Second change is that I prefer output parameters on the left because I always think that way around, i.e. output = func(input).
Why can you modify function arguments when a pointer is used? Because you've passed a pointer to a variable. This is just a memory address - when we "dereference" it (access the value at that address) we can modify it. Technically speaking C is strictly pass by value. Pointers are themselves variables containing memory addresses and the contents of those variables are copied to your function. So a normal variable (say int) is just a copy of whatever you passed in. int* factors is a copy of the address in the pointer variable you pass in. By design, both the original and this copy point to the same memory, so when we dereference them we can edit that memory in both the caller and the original function.
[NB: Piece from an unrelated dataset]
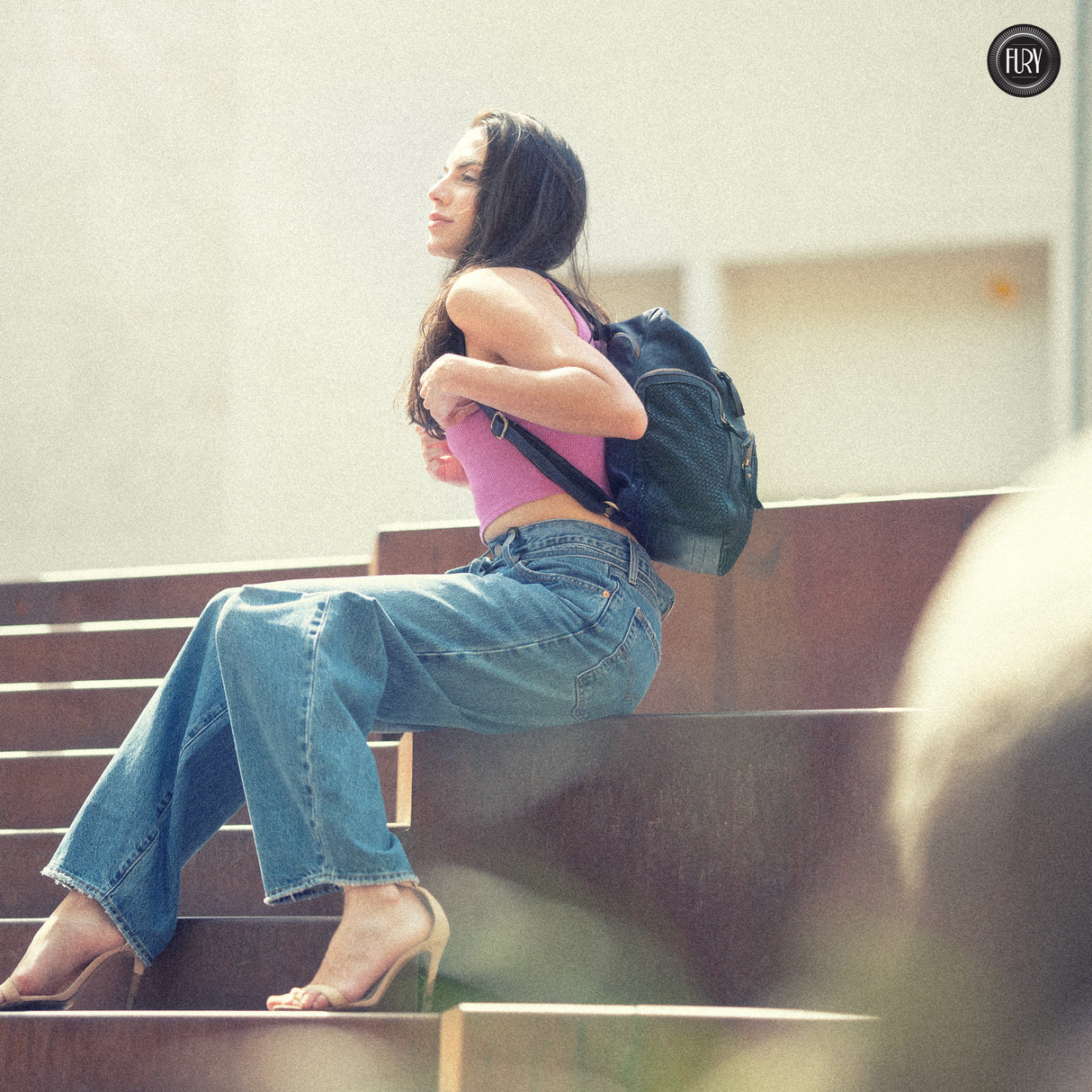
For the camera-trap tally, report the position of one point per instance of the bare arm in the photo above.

I hope that clears a few things up.
EDIT: no reference in C (C++ feature)
Don't forget to modify numberOfFactors in the method (or remove this parameter if not useful). The signature at the beginning of your file must also match the signature of the implementation at the end (that's the error you receive).
Finally, your malloc for results is not correct. You need to do this:
int *results = malloc(input * sizeof(int));
int* ip <- pointer to a an int
int** ipp <- pointer to a pointer to an int.
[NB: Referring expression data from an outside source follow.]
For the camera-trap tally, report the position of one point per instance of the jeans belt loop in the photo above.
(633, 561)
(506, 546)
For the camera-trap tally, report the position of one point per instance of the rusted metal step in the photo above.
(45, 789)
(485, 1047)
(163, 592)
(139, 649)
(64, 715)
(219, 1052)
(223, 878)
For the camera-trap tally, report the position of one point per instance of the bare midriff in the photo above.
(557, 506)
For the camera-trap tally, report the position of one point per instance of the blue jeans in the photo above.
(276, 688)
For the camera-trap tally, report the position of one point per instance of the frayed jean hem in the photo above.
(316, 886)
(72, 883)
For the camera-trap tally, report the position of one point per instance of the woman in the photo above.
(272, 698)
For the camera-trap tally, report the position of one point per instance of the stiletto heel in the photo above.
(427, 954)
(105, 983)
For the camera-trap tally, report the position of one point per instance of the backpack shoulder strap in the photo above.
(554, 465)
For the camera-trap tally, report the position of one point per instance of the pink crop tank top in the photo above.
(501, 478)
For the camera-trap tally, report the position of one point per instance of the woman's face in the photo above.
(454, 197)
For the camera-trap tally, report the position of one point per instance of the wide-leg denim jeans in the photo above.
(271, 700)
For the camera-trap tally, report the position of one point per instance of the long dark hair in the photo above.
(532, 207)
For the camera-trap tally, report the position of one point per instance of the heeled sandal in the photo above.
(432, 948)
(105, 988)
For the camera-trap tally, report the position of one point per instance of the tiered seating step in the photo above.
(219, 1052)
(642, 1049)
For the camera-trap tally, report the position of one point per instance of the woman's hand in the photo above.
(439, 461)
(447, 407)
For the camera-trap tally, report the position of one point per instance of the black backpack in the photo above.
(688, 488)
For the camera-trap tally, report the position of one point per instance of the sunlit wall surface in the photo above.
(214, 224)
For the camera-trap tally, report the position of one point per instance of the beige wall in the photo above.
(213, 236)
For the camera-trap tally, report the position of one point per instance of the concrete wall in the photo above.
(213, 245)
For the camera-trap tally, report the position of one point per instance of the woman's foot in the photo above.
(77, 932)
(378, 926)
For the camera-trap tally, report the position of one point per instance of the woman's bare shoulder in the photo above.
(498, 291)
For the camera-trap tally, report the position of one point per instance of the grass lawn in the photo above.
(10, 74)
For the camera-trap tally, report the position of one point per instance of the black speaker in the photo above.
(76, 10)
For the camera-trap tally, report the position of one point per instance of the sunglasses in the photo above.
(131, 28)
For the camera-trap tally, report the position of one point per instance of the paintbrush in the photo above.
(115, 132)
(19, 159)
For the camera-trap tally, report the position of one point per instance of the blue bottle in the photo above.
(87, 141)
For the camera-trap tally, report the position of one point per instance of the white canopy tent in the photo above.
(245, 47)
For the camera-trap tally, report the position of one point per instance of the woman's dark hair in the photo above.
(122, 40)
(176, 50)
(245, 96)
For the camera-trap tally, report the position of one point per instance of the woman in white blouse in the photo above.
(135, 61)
int *findFactors(int, int); line says you wanna return pointer from this function (it's better to use asteriks closer to the type name: int* moo(); - this prevents misunderstandings i think).
If you wanna dynamically change function argument (which is better way than just return pointer), you should just use argument as if you have this variable already.
And the last your mistake: malloc(X) allocates X bytes, so if you want to allocate memory for some array, you should use malloc(N * sizeof(T));, where N is the size of your array and T is its type. E.g.: if you wanna have int *a, you should do this: int *a = (int*) malloc(10 * sizeof(int));.
And now here's your code, fixed (as for me):
#include <stdio.h>
#include <stdlib.h>
int findFactors(int, int*);
int main(int argc, char **argv)
{
int numToFind, *factors = 0, cnt = 0;
do
{
printf("Enter a number to find the factors of: ");
scanf("%d", &numToFind);
} while (numToFind > 100);
cnt = findFactors(numToFind, factors);
printf("%d has %d factors.\n", numToFind, cnt);
return 0;
}
int findFactors(int N, int* factors)
{
if (!factors)
factors = (int*) malloc(N * sizeof(int));
int count = 0;
for (int i = 2; i < N; i++)
{
if (N % i == 0)
{
factors[count++] = i;
printf("%d is factor number #%d\n", i, count);
}
}
return count;
}
Note: do not forget to initialize your pointers any time (as i did). If you do want to call function, passing a pointer as its argument, you must be sure it has value of 0 at least before function call. Otherwise you will get run-time error.